Data Format Changes

Introduction:

The current data format used in our application has some limitations, such as a lack of clarity and the need for expensive calculated columns to be generated on the browser. To address these issues, we are proposing a new data format that follows best practices such as having a single source of truth and separating the UI presentation layer from the logic layer. The new format will also improve performance by reducing the need for calculated columns and provide a clearer data structure.
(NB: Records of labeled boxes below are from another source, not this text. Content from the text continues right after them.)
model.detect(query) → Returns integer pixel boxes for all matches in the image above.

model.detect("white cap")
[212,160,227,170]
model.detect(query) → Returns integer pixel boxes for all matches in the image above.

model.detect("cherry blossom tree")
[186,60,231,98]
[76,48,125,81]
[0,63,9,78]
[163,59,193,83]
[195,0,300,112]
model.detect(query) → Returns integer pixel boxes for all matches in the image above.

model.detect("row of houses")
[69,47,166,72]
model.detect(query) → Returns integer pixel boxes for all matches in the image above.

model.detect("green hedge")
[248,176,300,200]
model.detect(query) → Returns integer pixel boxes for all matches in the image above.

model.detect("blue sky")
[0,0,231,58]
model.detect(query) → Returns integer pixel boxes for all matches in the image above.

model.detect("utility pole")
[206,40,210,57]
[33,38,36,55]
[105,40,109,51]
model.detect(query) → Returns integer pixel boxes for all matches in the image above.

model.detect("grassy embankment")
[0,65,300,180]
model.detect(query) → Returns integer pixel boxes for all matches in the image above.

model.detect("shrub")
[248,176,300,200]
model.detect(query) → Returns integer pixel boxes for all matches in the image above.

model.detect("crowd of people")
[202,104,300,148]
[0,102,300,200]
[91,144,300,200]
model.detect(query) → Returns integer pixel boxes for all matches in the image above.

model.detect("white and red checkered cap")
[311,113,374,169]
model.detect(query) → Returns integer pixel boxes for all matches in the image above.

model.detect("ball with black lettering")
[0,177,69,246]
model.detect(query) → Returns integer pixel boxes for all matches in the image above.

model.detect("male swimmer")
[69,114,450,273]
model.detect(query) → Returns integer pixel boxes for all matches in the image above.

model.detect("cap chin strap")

In this specification, we will outline the proposed changes to the data format and provide examples of how it will be implemented.

The actual format:
- The actual format provide only the data, and the UI information like timestamps or aggregation columns are generated by the frontend on the fly, at each request.
- This approach is not ideal because it requires the frontend to perform expensive calculations, which could lead to poor performance and a poor user experience.
- Additionally, it goes against the separation of concerns principle, as the frontend is responsible for both presenting the data and performing logic on it.

{
  "index": [0, 1, 2, 3, 4],
  "columns": [0, 1],
  "data": [
    [0, 0.5],
    [1, 0.75],
    [2, 1],
    [3, 1.25],
    [4, 1.5]
  ]
}

And here's an example of the new format:

{
  "dateTime": ["2022-01-01T00:00:00Z", "2022-01-02T00:00:00Z", "2022-01-03T00:00:00Z"],
  "data": [
    [20, 30],
    [25, 35],
    [22, 32]
  ],
"rowHeaders": [
      "January",
      "February",
      "March",
      "April",
      "May",
      "June",
      "July",
      "August",
      "September",
      "October",
      "November",
      "December",
    ],
  "aggregates": {
    "min": [20, 30],
    "max": [25, 35],
    "avg": [22, 32]
  },
  "columns": [
    {
      "id": "ts1",
      "title": "TS 1",
      "type": "number",
      "width": 100,
      "editable": false
    },
    {
      "id": "ts2",
      "title": "TS 2",
      "type": "number",
      "width": 100,
      "editable": false
    }
  ],
  "rows": 3,
  "metadata": {
    "defaultValue": 0,
    "kind": "daily",
    "title": "Daily Thermal Time Series"
  }
}

In the new format, the dateTime array contains the timestamps for each row of data, the data array contains the actual data values, the aggregates object contains the minimum, maximum, and average values for each column, the columns array contains metadata for each column (such as its title, data type, and width), and the metadata object contains additional metadata for the entire dataset (such as its default value, kind, and title).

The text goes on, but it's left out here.